Of all bloody things. Well, I told ’em we were too busy digging up bodies to fuss over the covers on a buggery couch, didn’t I?” She drew breath. “Then they got arsy and marched Fat Alan off.”
“To Croydon Police Station?”
“That’s the one. We
think
they kept him in overnight, poor sod, but what can I do? I’m stuck by ’ere, holding things together while Gideon breathes into a paper bag, so tell Tess, now she’s herself into an investigative reporter,” her voice pirouetted upwards. “To keep her bloody phone on!”
Fair point. As Miller pushed his way into the press throng, Tess pulled the car over, and rummaged in her Puffa jacket for her mobile. Turning it on, she found her mailbox full. Journalists wanted her story – but how had they got her number? Were they already hacking her phone? Making a mental note to stop ordering pizza as breakfast, Tess started deleting the wheedling requests for her story. She’d just killed a Daily Mail columnist at “Hello,” when a noise went up outside.

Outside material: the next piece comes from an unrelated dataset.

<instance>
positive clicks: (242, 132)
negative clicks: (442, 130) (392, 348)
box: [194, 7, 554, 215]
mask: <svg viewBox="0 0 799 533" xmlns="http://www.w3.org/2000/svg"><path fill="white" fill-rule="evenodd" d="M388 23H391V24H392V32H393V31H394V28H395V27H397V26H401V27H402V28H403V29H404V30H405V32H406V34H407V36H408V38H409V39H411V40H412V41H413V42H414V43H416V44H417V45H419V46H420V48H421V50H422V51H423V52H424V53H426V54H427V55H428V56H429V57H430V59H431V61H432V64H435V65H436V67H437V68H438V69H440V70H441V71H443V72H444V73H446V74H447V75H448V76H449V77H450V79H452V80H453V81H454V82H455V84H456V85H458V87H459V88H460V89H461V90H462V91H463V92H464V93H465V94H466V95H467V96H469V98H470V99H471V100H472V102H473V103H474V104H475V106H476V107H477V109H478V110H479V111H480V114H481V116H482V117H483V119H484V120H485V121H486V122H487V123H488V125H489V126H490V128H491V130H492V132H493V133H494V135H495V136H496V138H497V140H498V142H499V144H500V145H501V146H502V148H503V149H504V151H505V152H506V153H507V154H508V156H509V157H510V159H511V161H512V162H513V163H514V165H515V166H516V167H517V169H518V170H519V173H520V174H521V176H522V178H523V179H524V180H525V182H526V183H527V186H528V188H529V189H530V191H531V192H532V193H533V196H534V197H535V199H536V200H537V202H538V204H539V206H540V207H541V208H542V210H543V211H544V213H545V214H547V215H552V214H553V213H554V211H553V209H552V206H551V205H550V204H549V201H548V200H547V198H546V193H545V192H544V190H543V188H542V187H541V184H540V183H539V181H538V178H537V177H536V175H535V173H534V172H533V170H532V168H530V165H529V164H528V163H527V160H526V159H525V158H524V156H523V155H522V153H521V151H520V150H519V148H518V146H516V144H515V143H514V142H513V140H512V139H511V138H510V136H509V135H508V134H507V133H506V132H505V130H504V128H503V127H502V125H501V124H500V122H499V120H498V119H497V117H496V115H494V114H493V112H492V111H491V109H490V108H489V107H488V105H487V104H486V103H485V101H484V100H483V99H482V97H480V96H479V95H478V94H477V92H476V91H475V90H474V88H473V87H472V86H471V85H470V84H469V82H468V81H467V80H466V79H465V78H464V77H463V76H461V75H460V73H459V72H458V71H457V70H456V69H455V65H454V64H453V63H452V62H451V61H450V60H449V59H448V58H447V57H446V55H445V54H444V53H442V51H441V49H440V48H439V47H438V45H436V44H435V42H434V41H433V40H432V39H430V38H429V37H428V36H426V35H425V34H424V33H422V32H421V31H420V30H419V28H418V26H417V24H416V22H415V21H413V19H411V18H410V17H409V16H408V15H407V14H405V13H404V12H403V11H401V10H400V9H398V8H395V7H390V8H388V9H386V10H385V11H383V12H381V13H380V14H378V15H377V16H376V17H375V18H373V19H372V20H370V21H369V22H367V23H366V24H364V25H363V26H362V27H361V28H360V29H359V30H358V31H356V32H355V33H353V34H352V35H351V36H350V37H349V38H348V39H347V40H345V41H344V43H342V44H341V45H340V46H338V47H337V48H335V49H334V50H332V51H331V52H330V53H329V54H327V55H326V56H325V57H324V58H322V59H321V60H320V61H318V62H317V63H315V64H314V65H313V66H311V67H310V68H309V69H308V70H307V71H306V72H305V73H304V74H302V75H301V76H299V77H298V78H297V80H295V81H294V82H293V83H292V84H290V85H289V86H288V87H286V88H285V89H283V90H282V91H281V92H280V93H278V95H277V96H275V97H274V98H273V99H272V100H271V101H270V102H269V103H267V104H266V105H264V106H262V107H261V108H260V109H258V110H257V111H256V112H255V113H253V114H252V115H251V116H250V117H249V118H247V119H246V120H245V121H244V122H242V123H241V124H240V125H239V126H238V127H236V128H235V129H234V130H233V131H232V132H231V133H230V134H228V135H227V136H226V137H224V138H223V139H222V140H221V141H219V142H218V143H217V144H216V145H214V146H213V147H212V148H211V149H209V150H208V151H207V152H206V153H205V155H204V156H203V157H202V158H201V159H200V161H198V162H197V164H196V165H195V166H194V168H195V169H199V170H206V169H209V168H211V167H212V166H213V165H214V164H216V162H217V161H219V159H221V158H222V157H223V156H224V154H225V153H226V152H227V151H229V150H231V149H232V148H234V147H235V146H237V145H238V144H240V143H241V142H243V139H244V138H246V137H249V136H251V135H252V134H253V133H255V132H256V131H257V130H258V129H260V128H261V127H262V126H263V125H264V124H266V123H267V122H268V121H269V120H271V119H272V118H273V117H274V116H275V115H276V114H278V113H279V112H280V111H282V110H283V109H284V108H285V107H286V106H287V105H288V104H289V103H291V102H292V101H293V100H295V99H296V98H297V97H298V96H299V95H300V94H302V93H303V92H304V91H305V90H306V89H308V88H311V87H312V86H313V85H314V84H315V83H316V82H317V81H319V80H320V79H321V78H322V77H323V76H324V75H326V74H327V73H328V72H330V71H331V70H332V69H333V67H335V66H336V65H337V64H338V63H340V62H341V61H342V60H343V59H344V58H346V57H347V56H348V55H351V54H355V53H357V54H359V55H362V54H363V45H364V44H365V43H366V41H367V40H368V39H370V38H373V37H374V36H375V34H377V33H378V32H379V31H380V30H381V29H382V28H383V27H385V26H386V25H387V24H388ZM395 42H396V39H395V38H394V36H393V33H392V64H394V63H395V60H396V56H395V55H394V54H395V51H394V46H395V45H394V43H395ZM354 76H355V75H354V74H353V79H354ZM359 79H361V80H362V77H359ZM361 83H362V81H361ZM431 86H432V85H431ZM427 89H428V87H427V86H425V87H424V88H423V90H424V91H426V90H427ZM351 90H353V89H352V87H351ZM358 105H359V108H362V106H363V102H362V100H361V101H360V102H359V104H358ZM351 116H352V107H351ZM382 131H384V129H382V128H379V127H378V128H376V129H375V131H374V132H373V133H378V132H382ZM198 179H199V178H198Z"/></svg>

Tess wound down her window. Across the road, shouts and scuffles were presaging a movement behind the glass doors of the police station. Seconds later, a cordon of grim-faced officers ushered out a suspected killer in Green Flash plimsolls and a
Choose Life
T-shirt.
Fat Alan.
‘
Have they charged you?’ ‘How long had you harboured sexual feelings for Jeenie?’
yelled the tabloid press
. ‘Are your trousers ironic?’
queried a lady from Grazia.
Even from this distance, Tess could see Alan was shaking with terror. He clawed at the policemen to let him back inside. They were pushing him forward with thinly-concealed contempt when screams started to erupt from the press mob. At the foot of the disabled ramp, reporters were turning to flee. Those trapped higher up started scrabbling over the handrail or jumping from the top of the slope. Something was cutting a merciless swathe through the crowd towards the police station.
Heart pounding, Tess watched TV cameras topple from tripods and boom mics felled by a force of nature – one with preternatural strength and a duffle coat. Head down, toggles flying, Miller charged up the ramp towards Fat Alan.
“Miller!” she roared. But he couldn’t hear her. Of course not – he was on his own, wasn’t he?
She checked the road behind. A space had come clear by the kerb. Zipping up her Puffa, Tess formulated her exit strategy: Dump the car, walk rapidly to the nearest McDonald’s and hide her face in a Filet-O-Fish. Miller, Fat Alan, the police and the nation’s press could sort things out between them. She’d done enough hadn’t she? Retreat now, and she’d gain professional dignity, the respect of her father and an early night.
Miller? He’d be fine. As long as the police weren’t mean. Because mean people made him angry, and when Miller got angry –
“Oh, fuckit.” She fired up the car. The lane ahead was still clogged with traffic, but the on-coming lane was clear. She pulled into it, just as a double-decker bus came round the corner ahead. “Shit, shit, shit.”